Additional color option of "Custom Color". This allows custom colors to be used through a custom.light.cfg file. This is particularly useful if you want to be able to control color using cheerlights or would like to provide your own home automation with non-volitile color changes.

April 2022

When setting a sequence the server will now respond with a JSON formatted status replacing the previous single word "ready" or simple error message. This provides feedback on the status of the request as well as what sequence is currently being displayed.

Upgrading to the latest version

If you installed the software using a git clone then you can update by issuing a git pull. Alternatively you can download the latest version overwriting your existing files manually.

As long as you followed the instructions regarding using a custom configuration file, then your config will still be kept.

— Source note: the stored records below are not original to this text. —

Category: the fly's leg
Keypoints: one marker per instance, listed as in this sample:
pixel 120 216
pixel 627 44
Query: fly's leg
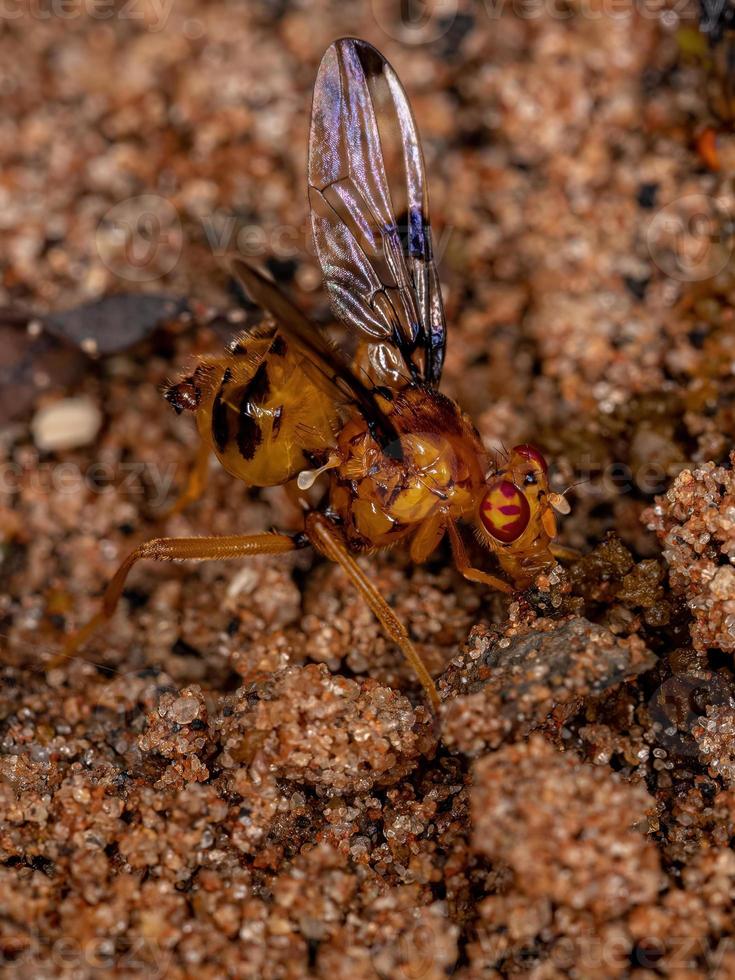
pixel 325 537
pixel 176 549
pixel 196 484
pixel 464 568
pixel 563 553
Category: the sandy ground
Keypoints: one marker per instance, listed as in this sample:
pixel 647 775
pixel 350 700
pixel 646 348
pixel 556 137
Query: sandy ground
pixel 240 778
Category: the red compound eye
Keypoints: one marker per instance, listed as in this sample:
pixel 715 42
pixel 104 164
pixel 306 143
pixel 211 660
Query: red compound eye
pixel 532 454
pixel 504 511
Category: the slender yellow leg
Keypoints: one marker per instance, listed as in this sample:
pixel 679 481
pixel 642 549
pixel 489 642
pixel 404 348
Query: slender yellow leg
pixel 464 567
pixel 326 539
pixel 175 549
pixel 196 484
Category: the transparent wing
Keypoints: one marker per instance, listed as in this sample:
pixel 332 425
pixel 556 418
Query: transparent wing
pixel 372 233
pixel 326 364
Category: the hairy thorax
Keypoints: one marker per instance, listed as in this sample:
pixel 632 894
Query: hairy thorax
pixel 433 471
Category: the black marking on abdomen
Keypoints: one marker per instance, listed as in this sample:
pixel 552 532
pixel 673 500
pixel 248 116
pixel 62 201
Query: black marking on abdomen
pixel 249 435
pixel 259 387
pixel 277 420
pixel 220 428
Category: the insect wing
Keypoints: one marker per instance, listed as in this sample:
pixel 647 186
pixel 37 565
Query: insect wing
pixel 381 276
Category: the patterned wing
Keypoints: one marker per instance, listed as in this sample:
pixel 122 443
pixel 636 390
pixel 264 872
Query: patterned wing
pixel 379 271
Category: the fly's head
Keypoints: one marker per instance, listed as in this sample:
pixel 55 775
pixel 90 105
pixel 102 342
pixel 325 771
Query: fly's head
pixel 516 511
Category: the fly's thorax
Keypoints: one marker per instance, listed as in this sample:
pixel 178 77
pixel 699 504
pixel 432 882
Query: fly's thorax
pixel 382 493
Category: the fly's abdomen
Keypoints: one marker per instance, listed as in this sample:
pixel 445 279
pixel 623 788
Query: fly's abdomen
pixel 261 412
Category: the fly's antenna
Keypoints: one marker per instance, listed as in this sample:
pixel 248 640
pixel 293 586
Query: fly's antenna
pixel 559 500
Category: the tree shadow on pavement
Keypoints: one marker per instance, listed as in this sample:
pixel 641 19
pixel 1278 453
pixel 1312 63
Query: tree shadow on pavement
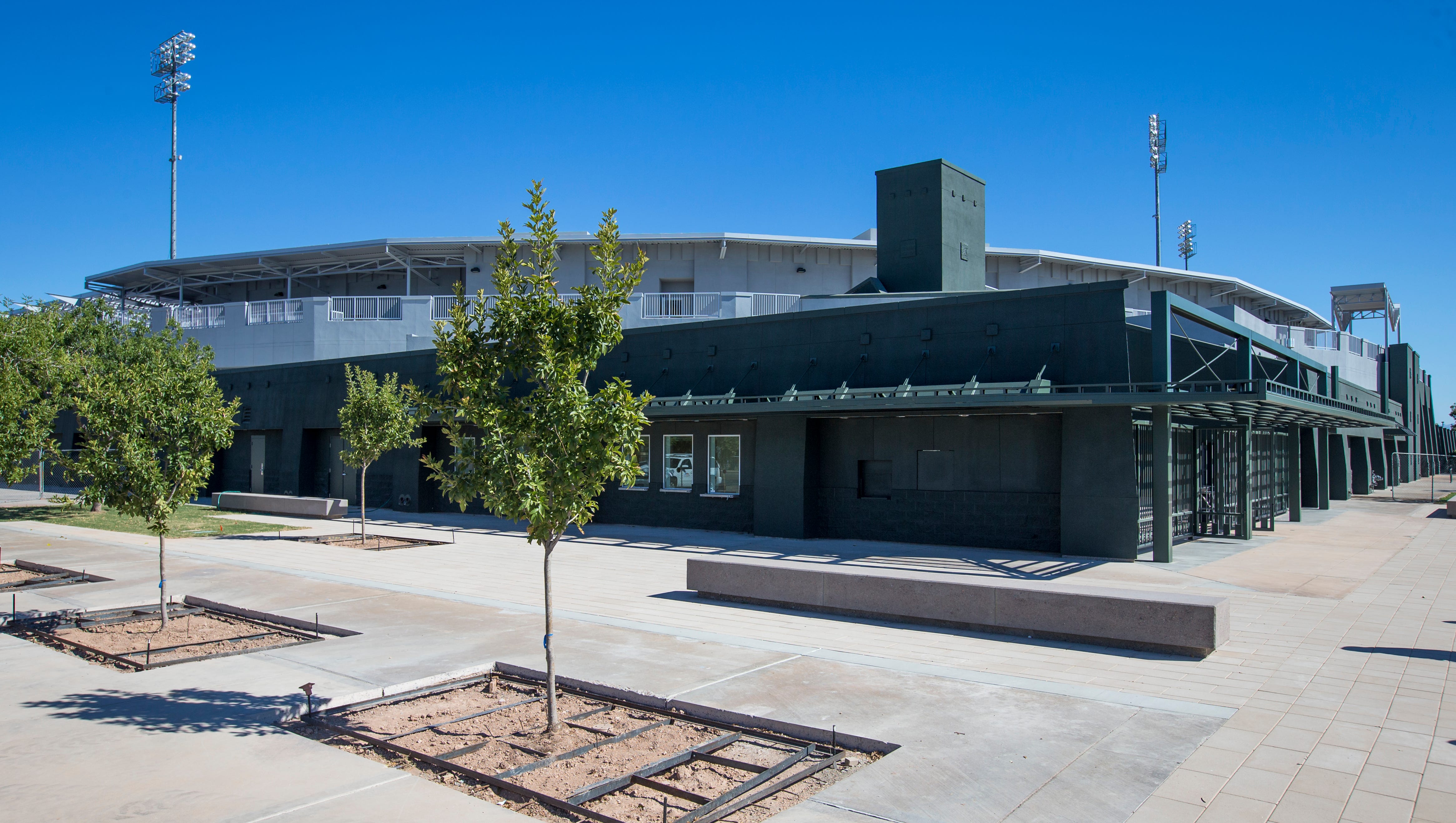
pixel 1417 653
pixel 187 711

If upgrading from a version prior to September 2022 you may need to add the following pre-requisites if not already installed:

sudo apt install python3-argon2
sudo pip3 install Flask-WTF

Then you will need to create a login using the createadmin.py script explained under the install instructions.

python3 createadmin.py <username> <password> >> users.cfg

You may also need to create a new configuration file for auth.cfg

Development

Testing

Currently supports limited automated testing based around the authentication. This is achieved using: py.test-3

Manual testing is required for all other functions.